- Born: Anna Maria Lange 21 April 1713 Stockholm, Sweden
- Died: 26 May 1783 (aged 70) Bohuslän, Sweden
- Known for: Painting
- Movement: Rococo

= Anna Maria Hilfeling =

Swedish artist (1713–1783)

Anna Maria Hilfeling, née Lange (21 April 1713 - 26 May 1783) was a Swedish artist and portrait miniaturist.

==Biography==
Hilfeling was born in Stockholm, the daughter of a book-keeper. She displayed talent in drawing as a child, became a student of artist Burchardt Precht in 1722, at the age of nine, and was later a student of the artist Niclas Lafrenssen (1698-1756). She was admired by Carl Gustav Tessin, and by the royal house. She painted in oil and made drawings, but was foremost a miniaturist. Among her clients were the king and the queen, king Frederick I of Sweden and queen Ulrika Eleonora of Sweden.

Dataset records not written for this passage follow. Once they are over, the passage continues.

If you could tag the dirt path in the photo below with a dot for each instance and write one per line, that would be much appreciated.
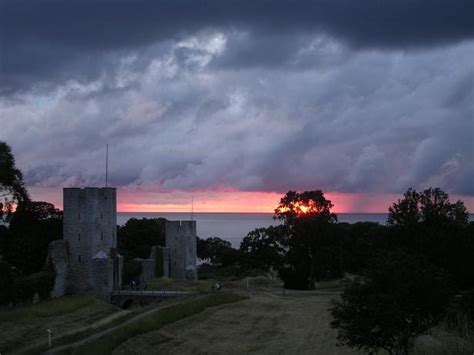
(265, 323)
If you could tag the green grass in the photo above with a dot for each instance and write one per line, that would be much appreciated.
(108, 342)
(50, 308)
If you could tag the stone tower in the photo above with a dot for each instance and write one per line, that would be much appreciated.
(90, 229)
(181, 243)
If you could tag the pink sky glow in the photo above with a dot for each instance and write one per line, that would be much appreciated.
(228, 200)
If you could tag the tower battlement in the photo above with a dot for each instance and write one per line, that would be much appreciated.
(90, 228)
(181, 240)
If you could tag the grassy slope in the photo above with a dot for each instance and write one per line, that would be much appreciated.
(108, 342)
(27, 325)
(265, 323)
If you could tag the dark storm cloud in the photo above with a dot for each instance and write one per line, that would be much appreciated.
(49, 41)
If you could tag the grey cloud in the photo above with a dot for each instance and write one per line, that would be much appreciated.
(379, 121)
(50, 41)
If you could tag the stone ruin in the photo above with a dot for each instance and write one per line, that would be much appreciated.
(178, 260)
(86, 259)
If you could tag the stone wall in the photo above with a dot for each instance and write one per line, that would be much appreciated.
(181, 241)
(90, 227)
(101, 279)
(57, 255)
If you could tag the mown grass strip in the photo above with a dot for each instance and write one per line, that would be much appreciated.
(51, 308)
(108, 342)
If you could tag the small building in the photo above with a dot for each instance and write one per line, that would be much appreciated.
(89, 243)
(181, 244)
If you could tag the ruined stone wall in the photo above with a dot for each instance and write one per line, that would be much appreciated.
(101, 279)
(57, 255)
(89, 226)
(181, 241)
(166, 261)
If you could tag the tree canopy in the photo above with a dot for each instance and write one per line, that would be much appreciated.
(431, 207)
(12, 188)
(400, 297)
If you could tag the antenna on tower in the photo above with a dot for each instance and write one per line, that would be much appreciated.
(107, 166)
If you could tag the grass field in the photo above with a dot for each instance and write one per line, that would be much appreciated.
(265, 323)
(27, 326)
(267, 320)
(174, 312)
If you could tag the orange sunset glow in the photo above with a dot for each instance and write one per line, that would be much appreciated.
(233, 201)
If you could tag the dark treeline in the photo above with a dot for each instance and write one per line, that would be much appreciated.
(404, 277)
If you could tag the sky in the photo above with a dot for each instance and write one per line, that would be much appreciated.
(233, 103)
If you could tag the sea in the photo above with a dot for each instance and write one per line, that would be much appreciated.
(233, 227)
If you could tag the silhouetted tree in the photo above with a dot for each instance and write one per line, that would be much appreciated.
(400, 298)
(12, 189)
(427, 223)
(310, 254)
(431, 207)
(32, 227)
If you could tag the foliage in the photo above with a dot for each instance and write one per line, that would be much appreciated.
(310, 255)
(32, 227)
(428, 223)
(110, 341)
(137, 236)
(431, 207)
(295, 206)
(401, 297)
(12, 188)
(6, 283)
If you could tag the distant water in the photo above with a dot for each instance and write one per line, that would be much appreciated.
(235, 226)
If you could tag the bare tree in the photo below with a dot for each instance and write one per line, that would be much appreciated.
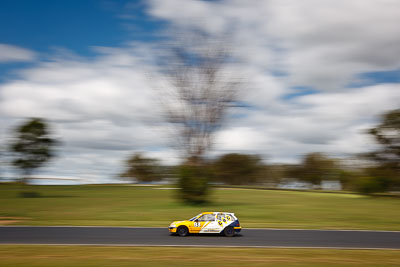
(202, 86)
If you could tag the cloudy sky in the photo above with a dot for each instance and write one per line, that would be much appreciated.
(319, 74)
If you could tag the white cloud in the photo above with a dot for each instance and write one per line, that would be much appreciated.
(322, 44)
(11, 53)
(106, 108)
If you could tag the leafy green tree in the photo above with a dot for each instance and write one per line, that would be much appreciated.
(142, 169)
(238, 169)
(33, 146)
(387, 135)
(315, 168)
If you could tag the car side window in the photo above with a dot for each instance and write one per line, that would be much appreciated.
(207, 218)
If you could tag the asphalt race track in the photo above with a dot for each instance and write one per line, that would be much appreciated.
(161, 237)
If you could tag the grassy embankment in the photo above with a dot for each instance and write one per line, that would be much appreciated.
(22, 255)
(146, 206)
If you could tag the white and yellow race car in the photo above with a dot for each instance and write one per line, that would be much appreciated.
(207, 222)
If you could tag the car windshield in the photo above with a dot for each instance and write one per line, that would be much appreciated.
(192, 219)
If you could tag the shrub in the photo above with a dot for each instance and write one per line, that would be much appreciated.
(193, 182)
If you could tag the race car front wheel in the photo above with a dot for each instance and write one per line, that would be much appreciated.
(182, 231)
(228, 231)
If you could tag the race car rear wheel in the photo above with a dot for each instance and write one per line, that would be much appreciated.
(229, 231)
(182, 231)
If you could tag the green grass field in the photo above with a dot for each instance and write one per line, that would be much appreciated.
(117, 205)
(178, 256)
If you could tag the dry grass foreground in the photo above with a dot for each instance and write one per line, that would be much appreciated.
(41, 255)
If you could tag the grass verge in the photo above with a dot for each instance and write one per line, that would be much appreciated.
(38, 255)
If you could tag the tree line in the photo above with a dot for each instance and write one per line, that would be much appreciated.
(377, 171)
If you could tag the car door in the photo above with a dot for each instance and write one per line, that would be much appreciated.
(198, 223)
(211, 225)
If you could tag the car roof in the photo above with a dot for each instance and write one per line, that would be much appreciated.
(215, 212)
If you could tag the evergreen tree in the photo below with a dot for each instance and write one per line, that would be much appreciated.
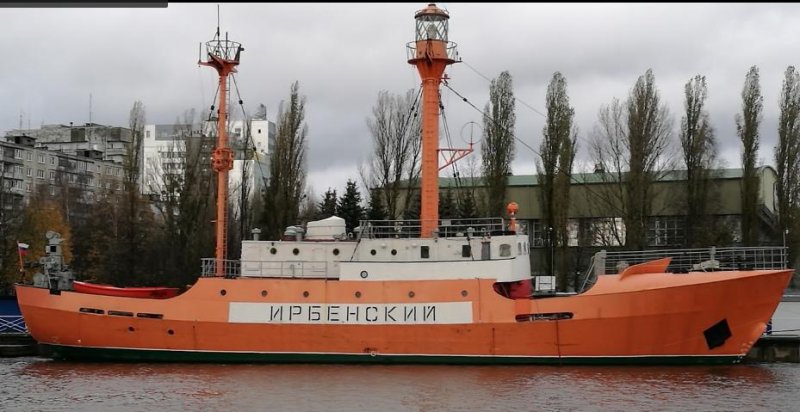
(327, 207)
(467, 207)
(447, 206)
(498, 142)
(412, 212)
(349, 207)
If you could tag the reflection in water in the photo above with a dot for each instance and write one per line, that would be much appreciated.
(39, 384)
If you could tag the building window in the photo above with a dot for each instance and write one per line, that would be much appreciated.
(537, 233)
(607, 231)
(665, 231)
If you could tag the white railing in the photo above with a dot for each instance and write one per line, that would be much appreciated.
(705, 259)
(447, 228)
(12, 324)
(278, 269)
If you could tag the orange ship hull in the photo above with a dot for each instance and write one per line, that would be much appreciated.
(660, 317)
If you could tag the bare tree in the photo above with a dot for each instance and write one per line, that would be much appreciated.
(630, 147)
(395, 164)
(557, 153)
(699, 153)
(497, 149)
(747, 127)
(288, 166)
(787, 157)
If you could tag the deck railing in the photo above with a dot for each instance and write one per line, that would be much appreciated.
(287, 269)
(687, 260)
(447, 228)
(706, 259)
(12, 324)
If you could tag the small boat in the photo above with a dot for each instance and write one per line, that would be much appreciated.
(140, 292)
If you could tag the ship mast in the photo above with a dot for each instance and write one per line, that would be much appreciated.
(431, 52)
(222, 55)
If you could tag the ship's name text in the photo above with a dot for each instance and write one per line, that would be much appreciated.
(351, 313)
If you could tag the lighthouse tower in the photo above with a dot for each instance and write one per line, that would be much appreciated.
(222, 55)
(431, 52)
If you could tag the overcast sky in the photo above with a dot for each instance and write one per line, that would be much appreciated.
(344, 54)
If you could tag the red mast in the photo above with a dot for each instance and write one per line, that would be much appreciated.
(431, 52)
(223, 55)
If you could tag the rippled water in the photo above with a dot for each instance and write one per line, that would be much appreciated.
(28, 384)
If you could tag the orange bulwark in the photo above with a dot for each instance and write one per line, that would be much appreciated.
(657, 317)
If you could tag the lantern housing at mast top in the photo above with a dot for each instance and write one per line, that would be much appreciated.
(431, 38)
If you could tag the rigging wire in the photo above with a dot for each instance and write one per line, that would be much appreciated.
(558, 170)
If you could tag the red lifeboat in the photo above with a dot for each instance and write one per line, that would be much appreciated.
(141, 293)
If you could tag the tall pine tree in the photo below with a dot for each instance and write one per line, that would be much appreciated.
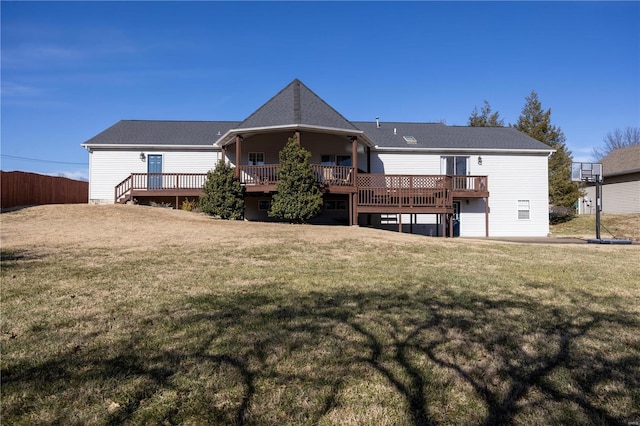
(297, 198)
(536, 122)
(486, 119)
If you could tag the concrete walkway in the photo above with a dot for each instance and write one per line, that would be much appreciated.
(543, 240)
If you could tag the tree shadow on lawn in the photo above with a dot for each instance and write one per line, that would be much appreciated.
(421, 357)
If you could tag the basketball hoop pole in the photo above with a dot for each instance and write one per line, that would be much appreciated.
(598, 205)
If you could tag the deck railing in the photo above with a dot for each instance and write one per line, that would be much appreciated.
(325, 175)
(373, 189)
(378, 190)
(158, 182)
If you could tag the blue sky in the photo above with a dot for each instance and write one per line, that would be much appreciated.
(72, 69)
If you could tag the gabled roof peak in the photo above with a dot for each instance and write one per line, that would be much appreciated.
(296, 104)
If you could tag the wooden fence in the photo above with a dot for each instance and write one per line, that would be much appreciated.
(30, 189)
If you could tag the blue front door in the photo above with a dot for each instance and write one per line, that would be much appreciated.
(154, 168)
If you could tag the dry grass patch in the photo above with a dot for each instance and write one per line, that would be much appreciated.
(140, 315)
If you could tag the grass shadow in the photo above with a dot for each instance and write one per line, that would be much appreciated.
(306, 358)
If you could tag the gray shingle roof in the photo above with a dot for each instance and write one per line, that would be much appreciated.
(296, 104)
(622, 161)
(155, 132)
(437, 135)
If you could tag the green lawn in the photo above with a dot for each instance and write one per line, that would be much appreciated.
(140, 315)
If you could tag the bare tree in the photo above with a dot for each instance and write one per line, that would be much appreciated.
(617, 139)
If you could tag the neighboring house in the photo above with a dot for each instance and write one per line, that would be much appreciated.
(621, 184)
(424, 178)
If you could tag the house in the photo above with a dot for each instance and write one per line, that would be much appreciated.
(620, 186)
(426, 178)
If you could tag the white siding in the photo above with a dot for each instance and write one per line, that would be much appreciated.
(510, 178)
(107, 168)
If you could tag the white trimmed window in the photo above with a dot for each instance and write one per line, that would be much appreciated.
(264, 205)
(335, 160)
(256, 158)
(524, 210)
(335, 205)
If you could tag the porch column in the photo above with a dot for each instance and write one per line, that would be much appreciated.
(238, 155)
(486, 217)
(351, 205)
(354, 164)
(354, 155)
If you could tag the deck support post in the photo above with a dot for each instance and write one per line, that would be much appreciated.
(486, 217)
(238, 155)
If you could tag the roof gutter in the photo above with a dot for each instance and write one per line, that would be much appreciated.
(468, 150)
(155, 147)
(229, 136)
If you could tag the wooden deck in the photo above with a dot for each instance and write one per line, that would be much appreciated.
(372, 193)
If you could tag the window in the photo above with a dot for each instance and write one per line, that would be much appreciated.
(256, 158)
(335, 160)
(388, 219)
(524, 210)
(335, 205)
(455, 165)
(264, 204)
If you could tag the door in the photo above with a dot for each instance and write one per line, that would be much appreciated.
(455, 220)
(154, 169)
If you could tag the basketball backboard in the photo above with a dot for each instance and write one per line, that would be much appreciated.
(586, 172)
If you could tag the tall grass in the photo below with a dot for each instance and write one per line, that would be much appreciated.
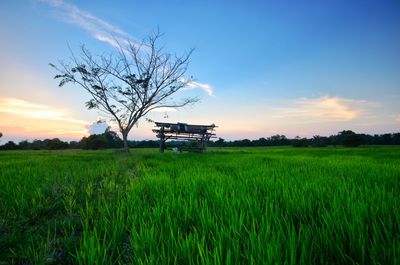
(226, 206)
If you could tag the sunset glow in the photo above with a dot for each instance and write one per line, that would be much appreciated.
(276, 71)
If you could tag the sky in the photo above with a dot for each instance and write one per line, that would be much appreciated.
(298, 68)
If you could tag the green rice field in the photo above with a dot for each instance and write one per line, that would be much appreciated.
(225, 206)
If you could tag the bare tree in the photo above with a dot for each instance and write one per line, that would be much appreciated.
(129, 83)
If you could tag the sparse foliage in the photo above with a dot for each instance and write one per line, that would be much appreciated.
(128, 84)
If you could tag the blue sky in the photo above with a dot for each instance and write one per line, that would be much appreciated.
(262, 67)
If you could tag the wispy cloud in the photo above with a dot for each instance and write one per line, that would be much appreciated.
(95, 26)
(326, 108)
(164, 109)
(105, 32)
(194, 85)
(205, 87)
(34, 111)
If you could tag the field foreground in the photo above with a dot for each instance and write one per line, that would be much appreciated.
(226, 206)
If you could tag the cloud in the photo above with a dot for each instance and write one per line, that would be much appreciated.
(105, 32)
(193, 85)
(164, 109)
(34, 111)
(96, 27)
(324, 108)
(98, 127)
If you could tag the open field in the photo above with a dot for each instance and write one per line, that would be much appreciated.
(226, 206)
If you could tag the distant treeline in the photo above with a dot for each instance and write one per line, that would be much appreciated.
(111, 139)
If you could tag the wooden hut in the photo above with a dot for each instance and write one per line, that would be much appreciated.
(198, 135)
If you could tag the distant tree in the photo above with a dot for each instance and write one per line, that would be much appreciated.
(129, 83)
(109, 139)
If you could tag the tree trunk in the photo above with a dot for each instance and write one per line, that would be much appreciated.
(125, 138)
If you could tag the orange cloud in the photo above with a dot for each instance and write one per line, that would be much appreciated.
(331, 109)
(26, 119)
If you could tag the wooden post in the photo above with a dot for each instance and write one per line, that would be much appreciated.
(162, 140)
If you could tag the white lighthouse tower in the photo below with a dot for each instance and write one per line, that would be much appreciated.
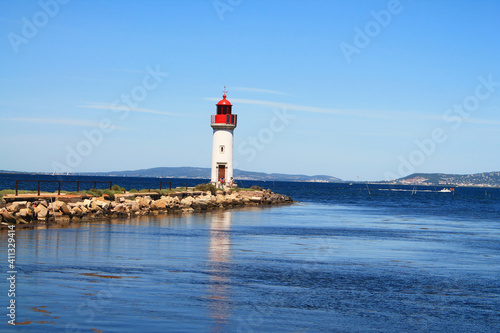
(223, 123)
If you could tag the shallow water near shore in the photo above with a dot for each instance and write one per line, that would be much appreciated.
(343, 260)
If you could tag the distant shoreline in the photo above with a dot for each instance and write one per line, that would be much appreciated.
(485, 179)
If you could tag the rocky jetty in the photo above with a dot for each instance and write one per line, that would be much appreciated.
(70, 208)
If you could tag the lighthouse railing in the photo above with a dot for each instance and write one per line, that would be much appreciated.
(224, 119)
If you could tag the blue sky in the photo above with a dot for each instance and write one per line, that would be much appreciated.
(360, 90)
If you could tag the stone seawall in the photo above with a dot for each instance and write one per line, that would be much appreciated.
(27, 210)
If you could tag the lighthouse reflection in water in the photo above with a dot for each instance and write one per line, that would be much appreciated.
(219, 261)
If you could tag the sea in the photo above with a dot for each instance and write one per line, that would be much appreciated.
(343, 258)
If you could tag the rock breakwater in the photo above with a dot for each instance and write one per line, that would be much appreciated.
(20, 210)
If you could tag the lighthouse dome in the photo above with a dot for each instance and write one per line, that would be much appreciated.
(224, 101)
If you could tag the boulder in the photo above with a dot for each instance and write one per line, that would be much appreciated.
(7, 217)
(102, 204)
(187, 202)
(25, 212)
(63, 207)
(41, 212)
(159, 204)
(135, 206)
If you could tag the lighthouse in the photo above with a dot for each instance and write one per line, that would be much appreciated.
(223, 124)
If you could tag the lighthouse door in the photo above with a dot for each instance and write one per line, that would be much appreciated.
(222, 172)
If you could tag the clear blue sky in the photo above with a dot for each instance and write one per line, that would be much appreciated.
(360, 90)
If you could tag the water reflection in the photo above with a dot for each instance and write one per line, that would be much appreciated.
(219, 262)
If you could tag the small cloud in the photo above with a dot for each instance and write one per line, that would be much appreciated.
(295, 107)
(117, 107)
(66, 122)
(257, 90)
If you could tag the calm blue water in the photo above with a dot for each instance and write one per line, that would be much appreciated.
(345, 259)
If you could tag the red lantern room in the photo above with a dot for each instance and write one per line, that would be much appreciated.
(224, 115)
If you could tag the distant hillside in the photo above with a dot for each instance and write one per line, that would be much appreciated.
(478, 179)
(204, 173)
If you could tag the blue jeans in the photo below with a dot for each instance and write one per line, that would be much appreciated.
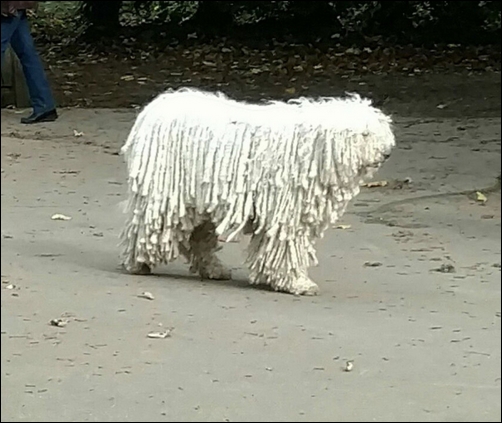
(16, 32)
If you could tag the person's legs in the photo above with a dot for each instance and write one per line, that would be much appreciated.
(9, 26)
(38, 86)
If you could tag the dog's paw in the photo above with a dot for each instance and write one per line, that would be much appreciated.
(217, 272)
(304, 286)
(141, 269)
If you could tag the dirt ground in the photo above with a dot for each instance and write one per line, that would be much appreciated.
(410, 292)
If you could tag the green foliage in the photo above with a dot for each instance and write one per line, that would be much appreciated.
(404, 21)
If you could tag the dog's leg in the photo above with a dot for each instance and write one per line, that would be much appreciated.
(202, 255)
(282, 264)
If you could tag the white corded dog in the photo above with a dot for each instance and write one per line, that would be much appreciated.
(201, 165)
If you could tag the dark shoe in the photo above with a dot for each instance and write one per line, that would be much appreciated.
(49, 116)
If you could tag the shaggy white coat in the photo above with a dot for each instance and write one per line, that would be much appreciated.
(202, 165)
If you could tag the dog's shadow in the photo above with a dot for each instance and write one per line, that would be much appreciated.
(103, 262)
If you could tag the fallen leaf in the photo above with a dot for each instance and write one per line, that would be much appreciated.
(146, 295)
(480, 197)
(58, 216)
(159, 335)
(445, 268)
(376, 184)
(60, 323)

Hilfeling married the city surgeon Johan Gottfried Hilfeling in 1739. Their son, Carl Gustav Gottfried Hilfeling (1740-1823) also became an artist. Anna Maria Hilfeling died at Romelanda in Bohuslän.

==Other sources==
- Anteckningar om svenska qvinnor
- "Svenskt Konstnärslexikon", Allhems Förlag, Malmö.